De bergen hebben iets magisch en dat is een gevoel dat iedere keer weer naar boven komt als ik er ben. Jaloersmakende momenten vergeleken met hier, want waarom hebben wij geen bergen?
Vroeger ging ik iedere zomer met mijn ouders richting Italië, Zwitserland of Frankrijk. Eerst met de tent en later met de caravan. We stonden op allerlei afgelegen lokale campings. Spelen in bergriviertjes, forellen vangen met een schepnet en hutten bouwen onder de bomen.
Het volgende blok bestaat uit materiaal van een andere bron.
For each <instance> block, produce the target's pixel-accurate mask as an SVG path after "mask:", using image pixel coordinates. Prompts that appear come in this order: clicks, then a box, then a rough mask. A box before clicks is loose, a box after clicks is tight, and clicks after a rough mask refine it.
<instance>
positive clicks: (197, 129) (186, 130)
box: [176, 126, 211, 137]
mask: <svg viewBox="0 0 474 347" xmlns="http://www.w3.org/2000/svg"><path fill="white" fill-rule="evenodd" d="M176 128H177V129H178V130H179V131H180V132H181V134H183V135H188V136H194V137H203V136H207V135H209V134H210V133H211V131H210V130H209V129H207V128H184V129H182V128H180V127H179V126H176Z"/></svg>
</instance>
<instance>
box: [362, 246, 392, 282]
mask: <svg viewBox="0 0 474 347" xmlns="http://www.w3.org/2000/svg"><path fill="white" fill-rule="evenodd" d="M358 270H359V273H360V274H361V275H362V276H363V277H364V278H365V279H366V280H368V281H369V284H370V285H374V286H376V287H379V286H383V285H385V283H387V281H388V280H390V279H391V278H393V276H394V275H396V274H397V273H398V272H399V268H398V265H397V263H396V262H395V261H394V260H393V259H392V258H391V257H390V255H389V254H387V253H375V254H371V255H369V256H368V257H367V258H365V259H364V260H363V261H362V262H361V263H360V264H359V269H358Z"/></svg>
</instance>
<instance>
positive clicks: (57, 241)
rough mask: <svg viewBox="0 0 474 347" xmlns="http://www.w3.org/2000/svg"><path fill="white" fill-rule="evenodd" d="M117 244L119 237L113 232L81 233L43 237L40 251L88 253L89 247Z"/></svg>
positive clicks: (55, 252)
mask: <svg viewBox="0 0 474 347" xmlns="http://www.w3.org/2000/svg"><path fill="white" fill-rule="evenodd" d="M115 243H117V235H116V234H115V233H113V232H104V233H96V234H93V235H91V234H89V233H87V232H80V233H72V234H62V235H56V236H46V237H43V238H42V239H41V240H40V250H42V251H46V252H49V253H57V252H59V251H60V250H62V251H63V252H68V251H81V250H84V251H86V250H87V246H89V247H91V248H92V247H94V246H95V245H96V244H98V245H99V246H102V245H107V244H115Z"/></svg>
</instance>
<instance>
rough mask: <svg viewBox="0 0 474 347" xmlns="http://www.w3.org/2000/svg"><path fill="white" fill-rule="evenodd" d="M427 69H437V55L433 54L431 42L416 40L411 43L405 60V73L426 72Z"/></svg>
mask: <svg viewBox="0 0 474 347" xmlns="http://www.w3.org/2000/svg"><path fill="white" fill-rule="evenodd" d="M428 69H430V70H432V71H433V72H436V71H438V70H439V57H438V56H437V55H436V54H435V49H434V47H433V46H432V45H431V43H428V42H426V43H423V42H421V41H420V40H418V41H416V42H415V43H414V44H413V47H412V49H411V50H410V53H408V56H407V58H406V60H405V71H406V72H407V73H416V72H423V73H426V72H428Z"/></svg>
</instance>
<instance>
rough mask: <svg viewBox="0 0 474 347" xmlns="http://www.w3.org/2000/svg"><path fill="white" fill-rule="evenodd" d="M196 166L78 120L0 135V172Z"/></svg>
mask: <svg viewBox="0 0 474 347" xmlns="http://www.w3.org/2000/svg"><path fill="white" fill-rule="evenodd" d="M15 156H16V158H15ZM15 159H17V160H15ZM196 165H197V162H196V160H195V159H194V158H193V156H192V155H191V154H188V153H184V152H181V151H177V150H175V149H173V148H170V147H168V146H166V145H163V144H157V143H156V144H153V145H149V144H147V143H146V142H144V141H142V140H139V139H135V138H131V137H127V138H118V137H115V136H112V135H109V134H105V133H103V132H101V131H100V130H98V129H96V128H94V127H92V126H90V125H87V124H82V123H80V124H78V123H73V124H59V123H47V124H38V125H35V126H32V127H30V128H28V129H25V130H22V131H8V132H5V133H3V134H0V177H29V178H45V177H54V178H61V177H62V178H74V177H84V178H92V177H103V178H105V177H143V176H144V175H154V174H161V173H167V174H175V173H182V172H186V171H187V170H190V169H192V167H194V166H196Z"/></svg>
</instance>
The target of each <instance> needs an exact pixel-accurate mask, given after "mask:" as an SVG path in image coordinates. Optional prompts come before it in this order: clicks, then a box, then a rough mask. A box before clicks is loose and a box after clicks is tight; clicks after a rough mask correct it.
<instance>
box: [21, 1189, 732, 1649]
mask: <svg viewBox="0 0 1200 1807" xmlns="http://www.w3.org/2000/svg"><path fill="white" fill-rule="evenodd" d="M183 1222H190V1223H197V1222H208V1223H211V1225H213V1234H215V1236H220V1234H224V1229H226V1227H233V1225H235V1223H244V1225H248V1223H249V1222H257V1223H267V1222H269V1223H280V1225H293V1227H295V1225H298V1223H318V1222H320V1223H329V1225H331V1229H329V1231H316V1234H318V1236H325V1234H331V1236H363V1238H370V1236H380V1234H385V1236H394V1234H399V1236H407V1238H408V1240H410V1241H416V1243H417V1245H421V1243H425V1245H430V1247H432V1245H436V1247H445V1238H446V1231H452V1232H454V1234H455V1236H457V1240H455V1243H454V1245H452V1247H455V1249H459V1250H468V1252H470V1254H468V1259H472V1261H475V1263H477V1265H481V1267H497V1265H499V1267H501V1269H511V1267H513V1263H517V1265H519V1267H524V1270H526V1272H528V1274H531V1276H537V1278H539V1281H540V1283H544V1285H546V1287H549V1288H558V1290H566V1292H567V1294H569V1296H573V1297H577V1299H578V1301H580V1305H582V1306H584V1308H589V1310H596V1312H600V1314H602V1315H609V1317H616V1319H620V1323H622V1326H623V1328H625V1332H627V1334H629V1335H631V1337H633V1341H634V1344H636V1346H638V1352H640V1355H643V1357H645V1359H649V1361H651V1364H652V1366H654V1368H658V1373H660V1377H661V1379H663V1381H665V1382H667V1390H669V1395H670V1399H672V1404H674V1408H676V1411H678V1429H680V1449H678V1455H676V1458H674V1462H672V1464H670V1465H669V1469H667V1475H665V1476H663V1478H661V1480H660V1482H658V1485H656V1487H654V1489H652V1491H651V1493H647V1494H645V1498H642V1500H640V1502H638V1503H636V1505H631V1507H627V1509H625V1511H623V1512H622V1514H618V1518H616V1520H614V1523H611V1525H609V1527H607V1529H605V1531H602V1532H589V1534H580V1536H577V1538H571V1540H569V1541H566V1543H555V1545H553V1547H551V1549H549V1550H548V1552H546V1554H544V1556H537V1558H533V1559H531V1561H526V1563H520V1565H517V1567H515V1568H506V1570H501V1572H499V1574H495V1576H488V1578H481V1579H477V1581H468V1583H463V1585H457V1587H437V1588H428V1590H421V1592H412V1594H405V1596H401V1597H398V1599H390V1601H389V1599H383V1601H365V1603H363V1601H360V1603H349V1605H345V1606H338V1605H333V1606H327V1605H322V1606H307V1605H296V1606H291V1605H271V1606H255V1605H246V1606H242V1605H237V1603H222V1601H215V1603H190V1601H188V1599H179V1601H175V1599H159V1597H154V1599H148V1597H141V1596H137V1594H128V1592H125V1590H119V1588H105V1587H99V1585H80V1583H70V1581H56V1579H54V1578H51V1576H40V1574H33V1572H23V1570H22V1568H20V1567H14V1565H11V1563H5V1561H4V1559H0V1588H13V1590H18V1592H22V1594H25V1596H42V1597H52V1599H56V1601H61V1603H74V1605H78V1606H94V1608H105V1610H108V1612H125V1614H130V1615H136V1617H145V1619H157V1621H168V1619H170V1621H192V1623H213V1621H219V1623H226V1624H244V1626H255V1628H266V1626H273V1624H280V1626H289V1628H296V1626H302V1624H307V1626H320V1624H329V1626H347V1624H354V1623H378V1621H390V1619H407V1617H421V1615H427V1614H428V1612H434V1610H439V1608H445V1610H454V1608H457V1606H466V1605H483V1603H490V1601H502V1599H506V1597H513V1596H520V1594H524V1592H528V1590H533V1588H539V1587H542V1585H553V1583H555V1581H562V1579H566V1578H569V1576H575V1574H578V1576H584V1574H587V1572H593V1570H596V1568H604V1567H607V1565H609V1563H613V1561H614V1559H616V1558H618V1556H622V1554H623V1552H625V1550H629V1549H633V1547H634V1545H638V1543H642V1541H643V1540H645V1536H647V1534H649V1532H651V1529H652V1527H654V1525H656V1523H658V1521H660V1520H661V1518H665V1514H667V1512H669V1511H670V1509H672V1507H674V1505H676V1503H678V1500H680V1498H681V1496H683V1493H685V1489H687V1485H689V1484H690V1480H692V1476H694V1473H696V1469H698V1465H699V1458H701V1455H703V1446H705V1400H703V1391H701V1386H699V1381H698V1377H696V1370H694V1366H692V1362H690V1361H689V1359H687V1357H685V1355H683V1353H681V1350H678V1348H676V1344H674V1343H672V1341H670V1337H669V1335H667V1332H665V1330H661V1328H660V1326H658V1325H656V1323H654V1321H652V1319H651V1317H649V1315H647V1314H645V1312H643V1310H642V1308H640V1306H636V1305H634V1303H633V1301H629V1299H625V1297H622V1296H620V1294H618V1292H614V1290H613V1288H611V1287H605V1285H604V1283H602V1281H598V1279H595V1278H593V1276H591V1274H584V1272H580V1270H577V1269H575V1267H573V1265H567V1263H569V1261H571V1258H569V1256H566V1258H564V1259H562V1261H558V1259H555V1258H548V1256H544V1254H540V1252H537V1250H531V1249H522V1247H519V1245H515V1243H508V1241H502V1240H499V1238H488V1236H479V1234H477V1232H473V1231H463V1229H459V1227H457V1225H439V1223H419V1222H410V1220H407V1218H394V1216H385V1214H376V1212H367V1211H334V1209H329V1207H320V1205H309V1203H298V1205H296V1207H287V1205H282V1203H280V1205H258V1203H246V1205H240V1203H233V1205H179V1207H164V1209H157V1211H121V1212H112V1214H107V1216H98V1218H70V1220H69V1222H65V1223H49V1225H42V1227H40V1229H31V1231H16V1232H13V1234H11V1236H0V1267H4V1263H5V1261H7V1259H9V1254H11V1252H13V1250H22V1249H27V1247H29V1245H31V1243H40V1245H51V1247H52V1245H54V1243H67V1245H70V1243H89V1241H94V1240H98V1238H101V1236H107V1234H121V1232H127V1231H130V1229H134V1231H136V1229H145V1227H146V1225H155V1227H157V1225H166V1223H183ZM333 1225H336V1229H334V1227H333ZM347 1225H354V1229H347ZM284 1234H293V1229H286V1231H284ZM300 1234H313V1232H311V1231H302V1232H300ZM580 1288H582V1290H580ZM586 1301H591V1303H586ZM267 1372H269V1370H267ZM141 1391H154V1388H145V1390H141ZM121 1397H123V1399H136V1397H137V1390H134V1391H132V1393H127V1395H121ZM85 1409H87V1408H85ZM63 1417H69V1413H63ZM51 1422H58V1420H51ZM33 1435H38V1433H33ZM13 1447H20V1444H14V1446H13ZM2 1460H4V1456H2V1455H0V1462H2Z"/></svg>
We trokken er altijd samen op uit om allerlei schattige plaatjes te ontdekken, urenlang schelpen te zoeken op het strand en om wandelingen te maken door de bergen.
Zo veel herinneringen aan de bergen
Als ik denk aan de bergen, dan zijn er een aantal herinneringen die altijd naar boven komen. De wandelstok waarmee ik rondliep en waar ik bij iedere berg een nieuw plaatje mocht uitkiezen. Het oude treintje in Grindelwald dat ons naar boven bracht. De eeuwige sneeuw in de Pyreneeën. Of die keer dat ik op de Kleine Scheidegg zo graag een koe wilde aaien, maar dat die koe dat niet helemaal waardeerde en me vervolgens met zijn horens lanceerde. Nu ben ik vooral ’s winters in de Alpen te vinden tijdens de wintersport en zomers ga ik graag op ontdekkingstocht richting de rest van de wereld.